In 1872, two New York Supreme Court justices faced the possibility of impeachment because of their connections to the corrupt Tweed Ring, George G. Barnard and Albert Cardozo. Barnard fought the charges but was removed by the state assembly. Cardozo resigned and is more known today as the father of Supreme Court Justice Benjamin Cardozo.
And in 1790, New Hampshire Superior Court Judge Woodbury Langdon was impeached for refusing to hold trials in three counties, but he resigned before his trial to accept a position as a commissioner for President George Washington. (Langdon’s brother, John, was one of the Constitution’s signers.)
In recent years, there has been a trend for state lawmakers to threaten to impeach state judges for a variety of reasons. A 2010 research report from the National Center for State Courts detailed some of these efforts, including moves to remove judges for their court decisions. Bills were filed in the state legislatures of Massachusetts, Iowa and New Jersey to remove state supreme court judges who approved same-sex marriages. Also in Iowa, another proposed bill threatened any judge who considered the word “penumbra” in a court decision. A current bill in Alaska and a recent one that failed in Kansas would make state supreme court judges eligible for impeachment if they exercised legislative powers.
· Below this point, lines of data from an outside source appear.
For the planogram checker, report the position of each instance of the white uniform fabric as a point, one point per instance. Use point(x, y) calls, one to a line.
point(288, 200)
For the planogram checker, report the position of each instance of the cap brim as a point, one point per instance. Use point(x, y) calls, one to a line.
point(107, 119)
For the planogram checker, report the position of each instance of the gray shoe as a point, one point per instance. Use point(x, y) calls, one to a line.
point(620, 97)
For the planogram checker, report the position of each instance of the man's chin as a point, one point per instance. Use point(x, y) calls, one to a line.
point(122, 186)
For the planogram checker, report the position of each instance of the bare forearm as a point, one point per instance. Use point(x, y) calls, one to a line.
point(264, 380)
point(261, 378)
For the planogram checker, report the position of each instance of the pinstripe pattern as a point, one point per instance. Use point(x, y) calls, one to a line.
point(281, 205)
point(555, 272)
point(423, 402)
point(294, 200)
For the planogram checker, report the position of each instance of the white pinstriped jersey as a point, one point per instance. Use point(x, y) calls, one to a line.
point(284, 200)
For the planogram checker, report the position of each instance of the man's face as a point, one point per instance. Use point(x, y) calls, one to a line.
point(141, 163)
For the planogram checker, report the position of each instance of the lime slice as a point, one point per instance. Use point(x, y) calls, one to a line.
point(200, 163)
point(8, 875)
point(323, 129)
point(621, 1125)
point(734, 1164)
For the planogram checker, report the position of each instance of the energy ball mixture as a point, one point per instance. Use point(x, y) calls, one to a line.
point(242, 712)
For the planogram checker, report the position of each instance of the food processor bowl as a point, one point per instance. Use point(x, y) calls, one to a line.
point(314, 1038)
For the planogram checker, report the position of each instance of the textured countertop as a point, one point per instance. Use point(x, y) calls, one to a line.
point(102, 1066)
Pennsylvania’s current state constitution specifies that state supreme court judges can be considered for impeachment for acts of misbehavior. While Pennsylvania Republicans have exactly a two-thirds majority in the state Senate, half of the state senate’s seats are up for re-election in November – making any impeachment effort problematic.
But if the five Pennsylvania state supreme court judges were impeached, they would face steep odds in an appeal to the United States Supreme Court. The nation’s highest court usually stays out of state constitutional disputes, but such a novel case could also present unique due process and free speech arguments in any appeal.
Scott Bomboy is the editor in chief of the National Constitution Center.